The author went on to say that, when you gaze into your dog’s eyes and pooch gazes back, both brains – the dog’s and the owner’s – flood with the hormone oxytocin, which produces a positive emotion. “Love,” the author says.
This is not my experience, I have to say. I think food. And it’s not The Boss’s either: he accuses me of plotting something self-serving, or wanting more of everything. We could both be right.
But hey, when it comes to loyalty, we are it. Hard wired. At the Emory University in the US they ran these MRI experiments on dogs, with rags soaked in their owner’s scent, confirming how it spikes the reward centre in the dogs’ brains in a way that doesn’t happen with strangers.
The Boss claims he knew this from Homer’s ancient story of The Odyssey, when Odysseus returned home after 20 years, dressed as a beggar to disguise himself. He found his old dog, Argos, left skinny and neglected on a rubbish heap; Argos wagged his tail when Odysseus approached but was too feeble to get up. But Odysseus had to ignore Argos and keep walking, lest he be discovered. It’s a dog’s life indeed.

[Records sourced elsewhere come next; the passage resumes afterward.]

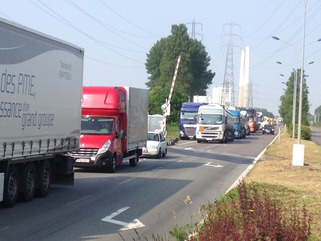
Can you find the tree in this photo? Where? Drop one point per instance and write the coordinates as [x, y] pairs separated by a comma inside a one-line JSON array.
[[193, 78], [286, 107]]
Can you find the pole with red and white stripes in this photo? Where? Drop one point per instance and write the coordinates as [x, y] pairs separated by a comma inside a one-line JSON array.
[[173, 82], [168, 102]]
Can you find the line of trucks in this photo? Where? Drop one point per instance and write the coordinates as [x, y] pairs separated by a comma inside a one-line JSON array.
[[213, 122], [50, 123]]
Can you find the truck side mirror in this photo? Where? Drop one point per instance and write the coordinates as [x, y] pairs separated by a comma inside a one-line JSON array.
[[196, 118], [121, 134]]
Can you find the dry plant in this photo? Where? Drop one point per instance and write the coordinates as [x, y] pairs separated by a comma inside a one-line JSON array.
[[292, 184]]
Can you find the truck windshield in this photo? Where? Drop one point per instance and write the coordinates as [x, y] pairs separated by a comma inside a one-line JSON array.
[[97, 125], [236, 119], [188, 115], [210, 119]]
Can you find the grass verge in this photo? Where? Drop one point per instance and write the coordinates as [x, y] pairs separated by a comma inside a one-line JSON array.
[[289, 184]]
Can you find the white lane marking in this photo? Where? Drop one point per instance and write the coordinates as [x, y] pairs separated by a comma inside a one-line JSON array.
[[126, 181], [210, 165], [78, 200], [126, 226]]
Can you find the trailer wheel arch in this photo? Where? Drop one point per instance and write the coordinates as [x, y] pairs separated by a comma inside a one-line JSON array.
[[28, 182], [44, 178], [133, 161], [11, 186]]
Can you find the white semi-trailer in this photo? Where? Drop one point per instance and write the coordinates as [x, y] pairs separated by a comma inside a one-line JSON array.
[[40, 111], [214, 123]]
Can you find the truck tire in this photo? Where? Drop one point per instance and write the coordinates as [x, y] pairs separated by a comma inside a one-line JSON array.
[[164, 153], [28, 182], [225, 138], [11, 187], [111, 167], [133, 161], [44, 179]]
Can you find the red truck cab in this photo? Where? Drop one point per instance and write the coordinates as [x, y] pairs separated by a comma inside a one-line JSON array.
[[104, 130]]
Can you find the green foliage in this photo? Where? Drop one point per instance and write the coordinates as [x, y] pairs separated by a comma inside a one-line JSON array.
[[192, 78], [178, 233], [286, 107]]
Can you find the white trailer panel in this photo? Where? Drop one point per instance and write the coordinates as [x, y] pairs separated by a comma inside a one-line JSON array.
[[137, 117], [40, 93]]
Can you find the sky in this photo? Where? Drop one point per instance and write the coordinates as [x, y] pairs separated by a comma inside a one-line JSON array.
[[117, 35]]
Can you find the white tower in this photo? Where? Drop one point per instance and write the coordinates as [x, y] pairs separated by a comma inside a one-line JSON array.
[[244, 81]]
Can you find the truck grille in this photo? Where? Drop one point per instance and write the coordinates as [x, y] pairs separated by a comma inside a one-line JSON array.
[[190, 131], [209, 134], [85, 152]]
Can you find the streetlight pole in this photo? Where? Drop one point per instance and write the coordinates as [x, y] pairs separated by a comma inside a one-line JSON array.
[[294, 95], [302, 75], [298, 149]]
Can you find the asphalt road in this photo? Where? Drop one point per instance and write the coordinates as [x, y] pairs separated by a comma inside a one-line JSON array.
[[135, 202]]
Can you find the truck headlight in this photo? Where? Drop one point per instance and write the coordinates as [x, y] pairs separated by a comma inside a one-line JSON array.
[[104, 148]]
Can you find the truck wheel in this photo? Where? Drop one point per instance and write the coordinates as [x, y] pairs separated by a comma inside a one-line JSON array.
[[111, 167], [28, 182], [164, 153], [11, 187], [232, 137], [44, 179], [133, 161], [225, 138]]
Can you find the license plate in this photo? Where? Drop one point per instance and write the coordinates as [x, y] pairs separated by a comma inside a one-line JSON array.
[[83, 160]]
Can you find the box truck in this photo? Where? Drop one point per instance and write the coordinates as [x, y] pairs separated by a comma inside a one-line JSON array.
[[40, 109], [214, 123], [113, 126], [239, 123], [187, 124]]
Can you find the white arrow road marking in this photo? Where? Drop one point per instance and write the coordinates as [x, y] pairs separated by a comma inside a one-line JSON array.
[[126, 226], [209, 164]]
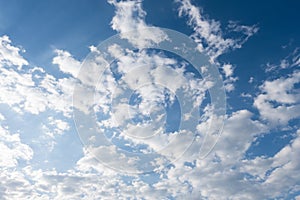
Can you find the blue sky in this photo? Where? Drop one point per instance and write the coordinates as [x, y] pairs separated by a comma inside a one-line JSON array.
[[149, 99]]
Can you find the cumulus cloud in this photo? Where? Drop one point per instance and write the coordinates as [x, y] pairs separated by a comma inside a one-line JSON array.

So they’ve now figured out that most dogs derive as much pleasure from social rewards as from snacks. I am an exception to this but I suppose I could work on it. And that we dogs also feel jealously, grief and empathy. Apparently.
Then there’s language. The author reports that a border collie named Chaser has learned the names of 1022 different toys, which is admirable but I would be inclined to tear right into the pile and destroy them. And they say we’re better at following hand-pointing than chimps or cheetahs are, which isn’t saying much.
Dogs are also better at recognising human emotions than the reverse. They note that humans aren’t all that good at discerning dogs’ emotions, although The Boss seems to zero in on my guilty look when I’ve been into the kitchen bin or hoovering up a bit of blood-and bone in the garden.
The most reassuring thing in the entire article is the proclamation that dogs have an IQ equivalent to that of a two-and-a-half year-old child. It’s the kind of ridiculous conclusion that reminds us dogs that humans are essentially stupid and, if we play our cards right, we’ll eventually be running the show. Woof!